Perhaps imagining a Jehovah, the poet sees a prophet’s arrival as inevitable:

When you come, as you soon must, to the streets of our city,
Mad-eyed from stating the obvious.
Not proclaiming our fall but begging us
In God’s name to have self-pity.

If we are to truly care for ourselves, however, we can’t simply be told we face annihilation, whether by means of long-range rockets or something else. Such an appeal will not touch our hearts or imaginations:

Spare us all word of the weapons, their force and range,
The long numbers that rocket the mind;
Our slow, unreckoning hearts will be left behind,
Unable to fear what is too strange.

Nor shall you scare us with talk of the death of the race.
How should we dream of this place without us?—
The sun mere fire, the leaves untroubled about us,
A stone look on the stone’s face?

Focus instead, the poet tells us, on those small losses—especially in nature (“the world’s own change”)—that sear our souls. Think of losing “the dolphin’s arc, the dove’s return.” The images he offers up are not earth-shattering but as a result are all the more powerful: the white-tailed deer slipping away, a lark avoiding “the reaches of our eye,” a jack-pine losing “its knuckled grip/on the cold ledge” and tumbling into the gorge. We ourselves could be that pine, hanging on for dear life:

Speak of the world’s own change. Though we cannot conceive
Of an undreamt thing, we know to our cost
How the dreamt cloud crumbles, the vines are blackened by frost,
How the view alters. We could believe,

If you told us so, that the white-tailed deer will slip
Into perfect shade, grown perfectly shy,
The lark avoid the reaches of our eye,
The jack-pine lose its knuckled grip

On the cold ledge, and every torrent burn
As Xanthus once, its gliding trout
Stunned in a twinkling. What should we be without
The dolphin’s arc, the dove’s return…

I myself have used the image of the burning Xanthus River to capture the horrors of climate change. Fire from the blacksmith god Hephaistos blasts the vegetation and scalds the fish to beat back a river:

Then against the river
Hephaistos turned his bright flame, and the elms
and tamarisks and willows burned away,
with all the clover, galingale, and rushes
plentiful along the winding streams.
Then eels and fish, in backwaters, in currents,
wriggled here and there at the scalding breath
of torrid blasts from the great smith, Hephaistos…

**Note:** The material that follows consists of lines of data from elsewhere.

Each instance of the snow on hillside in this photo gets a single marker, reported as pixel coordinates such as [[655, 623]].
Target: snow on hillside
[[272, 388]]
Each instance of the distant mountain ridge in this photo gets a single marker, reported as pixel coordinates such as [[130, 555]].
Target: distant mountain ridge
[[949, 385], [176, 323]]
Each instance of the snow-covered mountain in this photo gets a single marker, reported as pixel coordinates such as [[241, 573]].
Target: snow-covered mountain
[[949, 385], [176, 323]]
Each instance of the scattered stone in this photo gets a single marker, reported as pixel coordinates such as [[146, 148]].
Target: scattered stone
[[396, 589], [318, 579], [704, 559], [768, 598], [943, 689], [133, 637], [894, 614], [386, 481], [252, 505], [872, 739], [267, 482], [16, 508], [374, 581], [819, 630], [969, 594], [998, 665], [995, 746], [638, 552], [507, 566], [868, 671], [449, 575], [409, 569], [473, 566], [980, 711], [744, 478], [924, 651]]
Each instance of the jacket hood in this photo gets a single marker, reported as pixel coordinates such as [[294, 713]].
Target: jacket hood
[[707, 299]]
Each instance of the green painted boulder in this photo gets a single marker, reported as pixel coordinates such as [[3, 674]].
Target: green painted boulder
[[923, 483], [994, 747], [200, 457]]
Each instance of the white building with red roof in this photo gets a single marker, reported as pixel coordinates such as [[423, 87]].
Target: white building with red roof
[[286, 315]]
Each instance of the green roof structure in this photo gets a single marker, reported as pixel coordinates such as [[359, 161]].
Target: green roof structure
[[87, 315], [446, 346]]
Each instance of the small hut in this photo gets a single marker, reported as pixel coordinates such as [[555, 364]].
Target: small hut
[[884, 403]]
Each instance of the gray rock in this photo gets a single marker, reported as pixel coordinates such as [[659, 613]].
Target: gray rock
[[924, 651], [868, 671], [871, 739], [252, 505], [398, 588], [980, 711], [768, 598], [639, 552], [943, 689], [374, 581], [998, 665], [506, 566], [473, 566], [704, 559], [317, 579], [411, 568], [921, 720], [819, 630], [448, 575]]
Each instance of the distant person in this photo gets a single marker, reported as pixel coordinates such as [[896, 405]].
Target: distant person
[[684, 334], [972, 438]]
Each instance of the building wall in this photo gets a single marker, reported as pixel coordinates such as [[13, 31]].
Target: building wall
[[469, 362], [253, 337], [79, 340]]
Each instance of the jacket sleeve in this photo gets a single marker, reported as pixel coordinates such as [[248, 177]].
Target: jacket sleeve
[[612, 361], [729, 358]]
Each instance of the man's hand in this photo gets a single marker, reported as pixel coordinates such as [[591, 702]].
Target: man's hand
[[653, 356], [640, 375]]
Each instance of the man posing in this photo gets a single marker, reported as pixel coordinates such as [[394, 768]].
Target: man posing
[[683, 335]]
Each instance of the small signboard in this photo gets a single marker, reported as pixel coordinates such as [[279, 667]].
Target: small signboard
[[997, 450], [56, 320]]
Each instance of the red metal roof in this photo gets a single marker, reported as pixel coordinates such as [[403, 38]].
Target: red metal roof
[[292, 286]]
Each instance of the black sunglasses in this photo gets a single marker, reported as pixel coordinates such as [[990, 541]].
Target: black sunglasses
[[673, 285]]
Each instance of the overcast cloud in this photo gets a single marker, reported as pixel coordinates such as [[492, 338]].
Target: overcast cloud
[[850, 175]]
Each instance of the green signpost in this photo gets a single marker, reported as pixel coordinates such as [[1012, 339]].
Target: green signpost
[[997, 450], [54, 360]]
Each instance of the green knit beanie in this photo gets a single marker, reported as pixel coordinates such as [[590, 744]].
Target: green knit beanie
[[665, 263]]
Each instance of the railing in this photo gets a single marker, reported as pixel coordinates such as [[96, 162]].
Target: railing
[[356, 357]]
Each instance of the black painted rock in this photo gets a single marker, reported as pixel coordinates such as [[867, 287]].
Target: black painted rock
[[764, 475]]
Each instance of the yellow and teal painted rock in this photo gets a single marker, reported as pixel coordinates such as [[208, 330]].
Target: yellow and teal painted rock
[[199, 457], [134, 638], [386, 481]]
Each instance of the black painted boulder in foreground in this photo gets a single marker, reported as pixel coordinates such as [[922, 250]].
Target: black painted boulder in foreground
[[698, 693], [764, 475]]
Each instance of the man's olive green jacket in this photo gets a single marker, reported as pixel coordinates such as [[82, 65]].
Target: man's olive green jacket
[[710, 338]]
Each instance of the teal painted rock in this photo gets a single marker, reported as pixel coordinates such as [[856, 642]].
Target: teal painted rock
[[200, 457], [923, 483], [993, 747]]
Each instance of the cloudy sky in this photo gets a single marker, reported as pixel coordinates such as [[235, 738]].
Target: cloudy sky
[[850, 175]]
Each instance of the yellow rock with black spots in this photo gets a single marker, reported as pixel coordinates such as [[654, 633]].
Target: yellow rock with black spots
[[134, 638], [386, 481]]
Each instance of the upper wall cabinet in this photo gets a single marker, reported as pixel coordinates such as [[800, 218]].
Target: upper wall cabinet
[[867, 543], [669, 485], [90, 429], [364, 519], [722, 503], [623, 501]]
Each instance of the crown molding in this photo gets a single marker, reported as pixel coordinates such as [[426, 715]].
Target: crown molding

Because we see our spiritual selves in nature’s mirror, we lose the “rose of our love,” the “horse of our courage,” the “singing locust of the soul unshelled” when the glass is “obscured or broken.” Nature calls “our natures forth,” giving us a “live tongue” that helps us say “all we mean or wish to mean”:

These things in which we have seen ourselves and spoken?
Ask us, prophet, how we shall call
Our natures forth when that live tongue is all
Dispelled, that glass obscured or broken

In which we have said the rose of our love and the clean
Horse of our courage, in which beheld
The singing locust of the soul unshelled,
And all we mean or wish to mean.

The poem ends with a dark question: even Dante’s divine rose, found in paradise (“worldless rose) will not sustain our hearts if it is not grounded in an actual worldly rose. Our vision of the “lofty and long standing” require actual oaks in our lives—or, should I say, redwoods, many of which are burning in California’s devastating fires. The “bronze annals” of manufactured human history only appear majestic when we have things like trees to compare them to:

Ask us, ask us whether with the worldless rose
Our hearts shall fail us; come demanding
Whether there shall be lofty or long standing
When the bronze annals of the oak-tree close.

In other words, if the prophet wants to get our attention, he or she will emphasize how all the we value, the soulful parts of ourselves, are inextricably entwined with the natural world.